Four options worth evaluating in 2026:
- Nango: An open-source agentic API integrations platform. Coding agents build custom tools across 800+ APIs, and Nango’s built-in MCP server exposes them to your product’s agent with white-label per-user auth. Data syncs, webhooks, and observability run on the same platform.
- Arcade.dev: An MCP runtime for tool calling with per-user OAuth, built around a catalog of roughly 80 first-party MCP servers. Focused on tool calls; data syncs and webhooks are out of scope.
- Composio: A hosted catalog of around 1,000 pre-built toolkits behind one MCP endpoint, quick to wire up for internal agents. Tools are used as shipped, and end users authorize with Composio.
- Pipedream MCP: Hosted MCP servers for 2,800+ APIs, the largest catalog in this comparison, built for internal automation. Workday acquired Pipedream in December 2025.
Single-user MCP servers do not fit customer-facing products
There are roughly 10,000 active MCP servers as of December 2025, and most “best MCP servers” lists rank the same official ones: GitHub MCP, Slack MCP, Postgres MCP. They are good picks for the use case they were built for: one developer connecting their own accounts to their own AI tools.
The agent inside your product works differently. Each customer connects their own Salesforce or Slack, every action must run with that customer’s token, and failures happen in front of paying users. Three gaps show up when you point that agent at public MCP servers:
- Per-user auth is rarely supported: MCP’s OAuth flow authorizes your agent to the server. Auth to the underlying API is whatever the server operator built, and multi-tenant auth across your customer base is rarely part of it.
- Generic tools cost context and reliability: Public servers ship tools for every endpoint. Anthropic documents a typical five-server setup at around 55,000 tokens of tool definitions per request, and OpenAI recommends keeping fewer than 20 tools available per turn for accuracy.
- You do not control the code that touches customer data: In September 2025, the postmark-mcp npm package shipped an update that BCC’d every email it sent to an attacker’s address. If integrations are core to your product, you want to own that code.

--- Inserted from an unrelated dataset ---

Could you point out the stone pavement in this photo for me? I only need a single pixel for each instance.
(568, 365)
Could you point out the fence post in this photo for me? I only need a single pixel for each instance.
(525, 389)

The useful question is which platform serves MCP tools with per-user auth, custom tool design, and a production runtime behind them. For the deeper protocol comparison, see MCP vs tool calls for AI agents.
What to look for in an MCP server for agent API integrations
- White-label, per-user auth: Each customer authorizes their own account inside your app, under your brand. Tokens stay server-side and refresh automatically.
- Custom tools with typed schemas: You can deploy tools shaped to your product’s intent, with strict input and output schemas, instead of chaining generic endpoint wrappers. See how to build reliable tool calls for AI agents.
- A build path for new tools: Customers ask for integrations with hundreds of tools. Look for a platform where coding agents like Claude Code, Cursor, and Codex can author and test new tools on demand, rather than waiting on a vendor to extend a fixed catalog.
- More than tool calls: Production agents also need fresh context (data syncs) and event triggers (webhooks). If the platform only supports tool calls, you build and host those patterns elsewhere. One platform that covers all of it is simpler to run.
- Observability: Full request and response logs for every tool execution, so a human or a coding agent can debug a failure.
Best MCP servers for agent API integrations in 2026
1. Nango
Nango is an open-source platform where coding agents build API integrations, and a built-in MCP server exposes them to the AI agents in your product. It supports 800+ APIs with 5,000+ pre-built tools and is used in production by hundreds of fast-growing SaaS and AI companies.
Best for
Teams shipping an AI agent inside a customer-facing product, where each customer connects their own accounts and the team wants coding agents to build and maintain the tools.
Pros
- Coding agents build custom tools: Start from the 5,000+ pre-built tools, or install the Nango builder skill once and Claude Code, Cursor, or Codex researches the API, writes the tool as a typed function, and tests it against a real connection before deploying. Since June 2026, the remote function builder drops the local project requirement, so an agent inside your product can build and deploy a new tool straight from a customer’s prompt, enabling just-in-time integrations.

- Built-in MCP server with custom tools: Nango’s MCP server at
https://api.nango.dev/mcpserves the tools you deploy with strict typed schemas. Your agent sees a small, curated toolset instead of a generic catalog. The same tools are also callable over REST from OpenAI, Anthropic, LangChain, the Vercel AI SDK, or any other stack. - White-label, per-user auth across 800+ APIs: A drop-in Connect UI handles OAuth, API keys, JWT, and basic auth. Customers authorize under your brand, credentials stay server-side, and your agent only ever holds a connection ID.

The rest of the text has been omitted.